Quality of a linear regression model.
The parameters that report on the quality of a linear regression model and that are usually provided by the statistical programs with which they are carried out are reviewed. Emphasis is placed on the goodness of fit, the predictive capacity and the statistical significance of the model.
It is incredible the turns that our mind can take when we let it wander as it pleases. Without going any further, the other day I asked myself a question that I find truly disconcerting: why do people insist on wearing different colored socks?
Surely it has happened to you at some time. No matter how carefully we select our clothes in the morning, there always seems to be a mischievous goblin that makes fun of our coordination. Some might argue that it’s simply an expression of bold and mindless creativity, while others believe it’s a global conspiracy to keep us all slightly off balance.
But today we are not going to talk about my mental delusions about the colour of the socks. And it is that in this world where fashion and chaos are intertwined in an inexplicable dance, we find ourselves with an even greater challenge: understanding and evaluating the quality of a multiple linear regression model.
That’s how it is. Just as we look for harmony in our clothing ensembles, we also long for a regression model that fits precisely and gives us reliable results. How can we distinguish between a mediocre model and one that stands out in terms of quality parameters? Follow me on this journey, where we’ll explore the secrets behind coefficients and discover how to measure excellence in the realm of multiple linear regression.
Multiple linear regression model
We have already seen in previous posts how regression models try to predict the value of a dependent variable knowing the value of one or more independent or predictor variables. In the case of one independent variable, we will talk about simple regression, while if there is more than one, we will deal with multiple regression. Finally, let’s remember that there are different types of regression depending on the type of variable that we want to predict.

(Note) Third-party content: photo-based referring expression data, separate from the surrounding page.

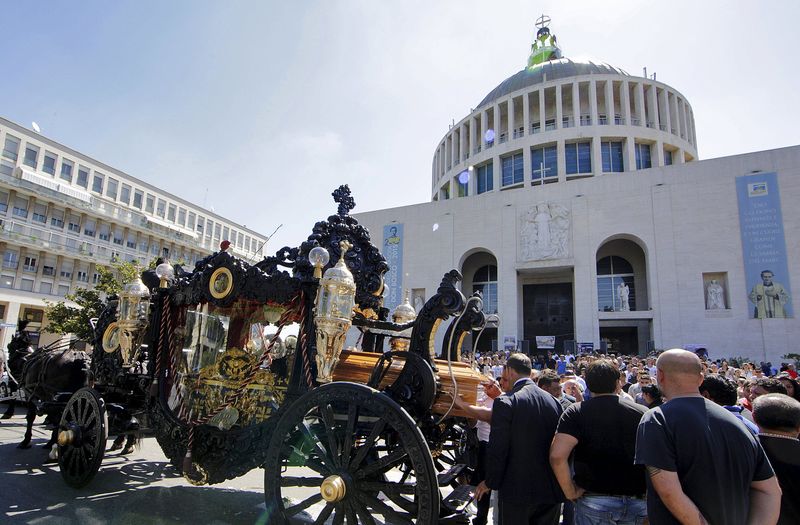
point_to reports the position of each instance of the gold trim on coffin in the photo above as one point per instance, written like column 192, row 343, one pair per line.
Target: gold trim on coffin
column 209, row 388
column 111, row 338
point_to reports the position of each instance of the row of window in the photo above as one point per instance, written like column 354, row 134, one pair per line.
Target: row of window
column 39, row 213
column 101, row 184
column 27, row 284
column 544, row 164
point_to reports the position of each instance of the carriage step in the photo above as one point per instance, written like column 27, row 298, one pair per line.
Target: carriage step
column 446, row 477
column 457, row 518
column 460, row 498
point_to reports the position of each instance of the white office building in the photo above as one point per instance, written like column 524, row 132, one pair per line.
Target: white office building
column 63, row 213
column 573, row 197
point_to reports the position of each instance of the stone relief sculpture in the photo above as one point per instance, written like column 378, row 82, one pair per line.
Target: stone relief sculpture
column 715, row 296
column 544, row 232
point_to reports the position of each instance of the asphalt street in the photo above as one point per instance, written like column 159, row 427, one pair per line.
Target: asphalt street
column 141, row 488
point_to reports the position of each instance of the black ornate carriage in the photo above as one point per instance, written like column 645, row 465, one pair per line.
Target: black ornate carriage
column 224, row 373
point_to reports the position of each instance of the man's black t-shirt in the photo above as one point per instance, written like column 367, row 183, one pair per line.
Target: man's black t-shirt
column 716, row 458
column 605, row 427
column 784, row 454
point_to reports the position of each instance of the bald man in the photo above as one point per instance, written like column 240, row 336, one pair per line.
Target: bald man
column 703, row 465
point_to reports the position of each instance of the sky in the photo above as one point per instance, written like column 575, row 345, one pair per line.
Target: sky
column 260, row 109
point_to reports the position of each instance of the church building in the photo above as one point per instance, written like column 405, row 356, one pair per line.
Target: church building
column 573, row 198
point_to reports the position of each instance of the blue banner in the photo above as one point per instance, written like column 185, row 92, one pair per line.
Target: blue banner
column 763, row 246
column 393, row 253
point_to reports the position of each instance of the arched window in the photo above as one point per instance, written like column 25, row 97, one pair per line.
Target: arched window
column 612, row 272
column 485, row 281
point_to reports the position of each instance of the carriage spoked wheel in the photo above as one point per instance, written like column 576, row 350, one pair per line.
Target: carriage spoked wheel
column 82, row 437
column 346, row 453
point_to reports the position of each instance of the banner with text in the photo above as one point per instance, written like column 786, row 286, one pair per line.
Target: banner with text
column 763, row 246
column 393, row 253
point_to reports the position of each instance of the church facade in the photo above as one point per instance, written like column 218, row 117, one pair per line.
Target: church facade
column 572, row 197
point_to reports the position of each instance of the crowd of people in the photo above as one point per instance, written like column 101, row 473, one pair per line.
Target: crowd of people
column 604, row 439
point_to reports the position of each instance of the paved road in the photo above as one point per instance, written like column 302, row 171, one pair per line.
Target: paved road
column 142, row 488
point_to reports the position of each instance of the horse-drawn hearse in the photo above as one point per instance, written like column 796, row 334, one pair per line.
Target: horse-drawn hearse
column 234, row 366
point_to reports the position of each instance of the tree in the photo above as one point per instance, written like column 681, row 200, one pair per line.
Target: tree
column 65, row 319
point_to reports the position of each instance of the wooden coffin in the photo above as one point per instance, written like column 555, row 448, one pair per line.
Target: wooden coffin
column 357, row 367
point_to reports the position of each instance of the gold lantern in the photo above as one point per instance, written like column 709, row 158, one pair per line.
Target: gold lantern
column 404, row 313
column 134, row 306
column 334, row 310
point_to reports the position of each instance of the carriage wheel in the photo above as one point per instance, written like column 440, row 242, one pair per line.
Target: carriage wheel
column 348, row 452
column 82, row 437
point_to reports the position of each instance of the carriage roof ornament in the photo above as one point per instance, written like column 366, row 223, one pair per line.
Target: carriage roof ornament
column 343, row 197
column 334, row 311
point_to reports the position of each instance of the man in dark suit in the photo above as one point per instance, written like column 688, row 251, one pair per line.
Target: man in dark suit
column 524, row 421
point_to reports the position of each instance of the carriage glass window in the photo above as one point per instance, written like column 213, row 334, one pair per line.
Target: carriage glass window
column 11, row 147
column 222, row 350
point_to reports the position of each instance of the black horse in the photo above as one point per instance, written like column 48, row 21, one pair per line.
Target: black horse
column 47, row 376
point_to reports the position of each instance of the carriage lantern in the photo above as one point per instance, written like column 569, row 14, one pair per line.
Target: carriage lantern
column 334, row 309
column 134, row 305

Today we are going to focus on multiple linear regression, whose general equation is the following:
Y = b0 + b1X1 + b2X2 + … + bnXn
In which, Y is the value of the dependent variable measured on a continuous scale, b0 is the constant of the model (equivalent to the value of the independent variable when all the dependent variables are zero or when there is no effect of the independent variables on the dependent one), bi the coefficients of each independent variable (equivalent to the change in the value of Y for each unit of change in Xi) and Xi are the independent variables.
We also saw in a previous post how the linear regression model requires that a series of requirements be met for its correct application.
These are the assumption of linearity (the relationship between the dependent and independent variables must be linear), the assumption of homoscedasticity of the model residuals (the differences between the observed values and those predicted by the model must follow a normal distribution with equal variance throughout all the values of the variables), the assumption of normality of the residuals and, finally, one specific to multiple regression, that there is no collinearity (that there are no independent variables correlated with each other).
Usually, we use statistical programs to create regression models, since it is unthinkable to do them manually. The problem is, sometimes, in assessing the large amount of information about the model that the program calculates and shows us.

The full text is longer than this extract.